Она медленно потянула на себя тяжёлую дверь, и в лицо ей ударил сырой, пронизывающий холод. На пороге стояла женщина. Её лицо было неестественно серым, словно пепел, а под глазами залегли глубокие тёмные круги, будто следы бессонных ночей. Пухлые губы были сжаты в тонкую, напряжённую линию, а испуганный и растерянный взгляд метался по лицу Даши, словно пытаясь найти в нём ответ на немой вопрос.
— Извините… Вы Дарья? Знахарка? — голос женщины дрогнул и прозвучал тихо, почти шёпотом, будто она боялась, что их кто-то подслушает.
Даша невольно задержала дыхание. В такой ливень, в такой час… Она приехала, значит действительно действительно нужна помощь.
— Здравствуйте, да, я Дарья, да, ведующая, — ответила она, стараясь, чтобы голос звучал ровно и спокойно. Шагнула в сторону, пропуская гостью внутрь. — Проходите.
Женщина переступила порог, осторожно, будто боясь нарушить хрупкое равновесие этого дома. Она медленно разулась, поставив мокрую обувь у двери, и огляделась. Взгляд её скользил по стенам, по полкам с травами, по скатерти, вышитой мелкими цветочками. В кухне пахло ромашкой и свежеиспечённым пирогом.
— Присаживайтесь, — Даша указала на стул у стола, а сама невольно задержала взгляд на промокшей одежде гостьи. То ли от холода, то ли от нервного напряжения женщину слегка трясло. — Сейчас чай сделаю. Успокаивающий. С ромашкой.
Она двинулась к плите, но на полпути обернулась. Женщина сидела, сцепив пальцы в замок, и смотрела куда‑то в угол, будто боялась встретиться с Дашей взглядом.
— Расскажите, что случилось? — мягко спросила Даша, ставя на стол чашку с дымящимся чаем и нарезая пирог. Аромат выпечки заполнил пространство, но гостья, казалось, его не замечала.
Женщина подняла глаза, и в них мелькнуло что‑то отчаянное, почти безнадёжное.

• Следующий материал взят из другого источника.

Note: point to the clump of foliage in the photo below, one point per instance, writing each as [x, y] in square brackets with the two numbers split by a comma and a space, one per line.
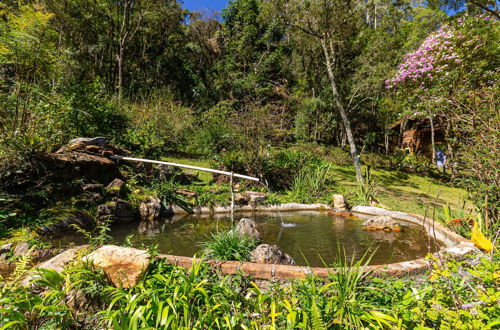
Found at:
[229, 245]
[366, 191]
[155, 127]
[283, 167]
[453, 73]
[310, 184]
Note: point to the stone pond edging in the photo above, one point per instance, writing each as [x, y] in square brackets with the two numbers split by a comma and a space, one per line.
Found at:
[176, 210]
[455, 245]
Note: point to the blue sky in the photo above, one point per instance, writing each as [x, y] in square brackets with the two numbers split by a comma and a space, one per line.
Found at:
[212, 5]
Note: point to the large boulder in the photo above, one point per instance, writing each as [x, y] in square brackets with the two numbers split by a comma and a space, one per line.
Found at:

— Я… я вообще не верю во все эти знахарские штучки, — начала она, и голос её дрогнул. — Но… но у меня просто нет выхода. Ни к кому больше… не могу.
В этот момент из спальни выглянула Анюта. Её светлые волосы были слегка растрёпаны, а в глазах читалось любопытство.
— Здравствуйте, — тихо сказала она, подходя к столу. Взглянула на пирог, потом на женщину, потом на Дашу. — Можно мне кусочек?
— Конечно, — улыбнулась Даша. — Бери и иди кушать к себе, чтобы не мешать.
Анюта взяла кусок пирога, кивнула гостье и скрылась в своей комнате.
Даша села напротив женщины, сложила руки на столе и посмотрела ей в глаза.
— Так что же случилось? — повторила она, на этот раз чуть строже, но без упрёка, скорее с тем сочувствием, которое рождается из долгой привычки слушать чужие беды.
Женщина закусила губу, взгляд её снова упал на стол. Пальцы нервно теребили край носового платка. Молчание затянулось, и в кухне стало слышно, как за окном шумит дождь, как капли стучат по стеклу, будто отсчитывая секунды её нерешительности. Наконец, она глубоко вздохнула и подняла глаза. В них стояли слёзы.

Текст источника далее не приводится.